We might have stayed longer to visit some of the other buildings on the grounds, but we had reservations at the famous Botin restaurant. So we hoofed it 20 minutes back to the train station for the 1-hour long ride back to Madrid. Botin holds the Guinness World Record for longest running restaurant in the world. Their business card states: Casa Fundada En 1725. Some of it's fame is derived from the fact Earnest Hemingway frequented the restaurant. The building has been renovated and some of the floors repurposed over the years; however, now it only serves as a restaurant. The line was easily 50 people deep when we arrived for our 8 pm reservation. Theyquickly funneled us into the door and up the stairs to tables. These waiters really earn their keep, all the food and beverages are run up and down the stairs on foot (and it is a 3 story building!). We had croquettes to start, their famous suckling pig, filet mignon, green beans with jamon along with sangria for dinner, and white chocolate cheesecake and pineapple with caramel sauce for dessert. The pig was delicious but our favorite dish of the evening was the beans and ham, believe it or not.
Day 5 - Madrid
First thing this day we headed out the door to Palacio Rael (Royal Palace). It is considered by many to be Europe's third-greatest palace and has a sumptuous interior. The palace is the product of several centuries. Philip II made the wooden fortress which stood on this site, his governing center when he established Madrid as Spain's capital. The current structure was buillt by Philip V who wanted his own private Versailles to match his french upbringing. The palace has been added on to over the years and now boasts 2,800 rooms full of luxurious tapestries, probably three times as many chandeliers, frescoes by Tiepolo, priceless porcelain and bronze decor covered in gold leaf. The palace still hosts ceremonial functions including formal state receptions and royal weddings. It is here where we also saw the Spanish Royal Crown, the Spanish Throne and the Royal sceptre.

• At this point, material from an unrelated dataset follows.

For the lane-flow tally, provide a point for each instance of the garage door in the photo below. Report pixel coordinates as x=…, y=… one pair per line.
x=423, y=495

Next up Museo Nacional del Prado. We saw works by Spanish painter Francisco de Goya, Diego Valazquez as well as several Italian and Flemish masters. Goya's black paintings were creepy and disturbing. His other works were much more enjoyable to view. We found we really like the Flemish paintings. There is a huge collection by Peter Paul Rubens. We learned there are so many Flemish paintings in the Prado because Spain rulled the Netherlands between the years 1581-1714.

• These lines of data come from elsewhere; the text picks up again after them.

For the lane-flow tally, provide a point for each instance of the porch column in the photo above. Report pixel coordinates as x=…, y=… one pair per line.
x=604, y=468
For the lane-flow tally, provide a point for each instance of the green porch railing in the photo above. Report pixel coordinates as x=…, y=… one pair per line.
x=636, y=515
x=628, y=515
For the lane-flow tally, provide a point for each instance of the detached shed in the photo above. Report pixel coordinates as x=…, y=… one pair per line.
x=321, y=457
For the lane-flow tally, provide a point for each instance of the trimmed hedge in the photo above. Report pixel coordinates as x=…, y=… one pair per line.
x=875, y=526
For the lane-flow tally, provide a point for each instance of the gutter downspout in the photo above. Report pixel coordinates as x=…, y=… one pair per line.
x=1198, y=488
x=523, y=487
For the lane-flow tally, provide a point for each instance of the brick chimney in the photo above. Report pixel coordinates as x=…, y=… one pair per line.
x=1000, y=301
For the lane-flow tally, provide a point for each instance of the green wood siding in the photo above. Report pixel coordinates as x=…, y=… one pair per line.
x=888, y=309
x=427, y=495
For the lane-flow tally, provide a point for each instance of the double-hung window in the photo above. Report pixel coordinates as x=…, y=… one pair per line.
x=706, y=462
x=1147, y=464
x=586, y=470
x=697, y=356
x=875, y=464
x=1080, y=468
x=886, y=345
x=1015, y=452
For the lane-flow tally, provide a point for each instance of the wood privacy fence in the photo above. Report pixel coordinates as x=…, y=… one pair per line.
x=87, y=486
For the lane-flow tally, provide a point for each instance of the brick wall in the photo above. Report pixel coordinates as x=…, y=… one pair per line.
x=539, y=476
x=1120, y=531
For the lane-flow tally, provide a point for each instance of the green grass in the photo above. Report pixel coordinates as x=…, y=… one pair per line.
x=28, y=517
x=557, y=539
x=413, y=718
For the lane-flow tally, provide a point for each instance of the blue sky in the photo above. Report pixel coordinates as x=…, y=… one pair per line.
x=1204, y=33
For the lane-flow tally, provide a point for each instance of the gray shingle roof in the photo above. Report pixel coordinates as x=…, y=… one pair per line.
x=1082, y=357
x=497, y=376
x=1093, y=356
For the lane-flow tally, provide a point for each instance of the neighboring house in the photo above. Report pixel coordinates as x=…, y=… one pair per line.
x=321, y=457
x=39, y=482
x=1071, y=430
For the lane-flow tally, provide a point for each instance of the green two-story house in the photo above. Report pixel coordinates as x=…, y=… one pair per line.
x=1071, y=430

We spent the later afternoon/early evening shopping. Madrid is a fantastic place to shop. Loads of choices and very reasonable prices. Still hoards and hoards of people on the sidewalks, now add vats of pouring rain and umbrellas to the mix. Yoy!! We made our way back to the hotel to dry off and take a quick siesta before heading out for dinner.
Dinner was a-mazing. We went to this Taco joint close to the hotel, Takos El Pastor. It is a tiny place with maybe 20 seats and you order at the counter. Tacos are a euro each and cocktails were 3-5 euros depending on what you ordered. The tacos are small, open face with just seasoned meat of your choice and maybe a few diced onions or cheese. We enjoyed the beef, chorizo, chicken and pork. We feasted and spent very little. Oddly enough, we enjoyed these tacos better than the dinner at Botin.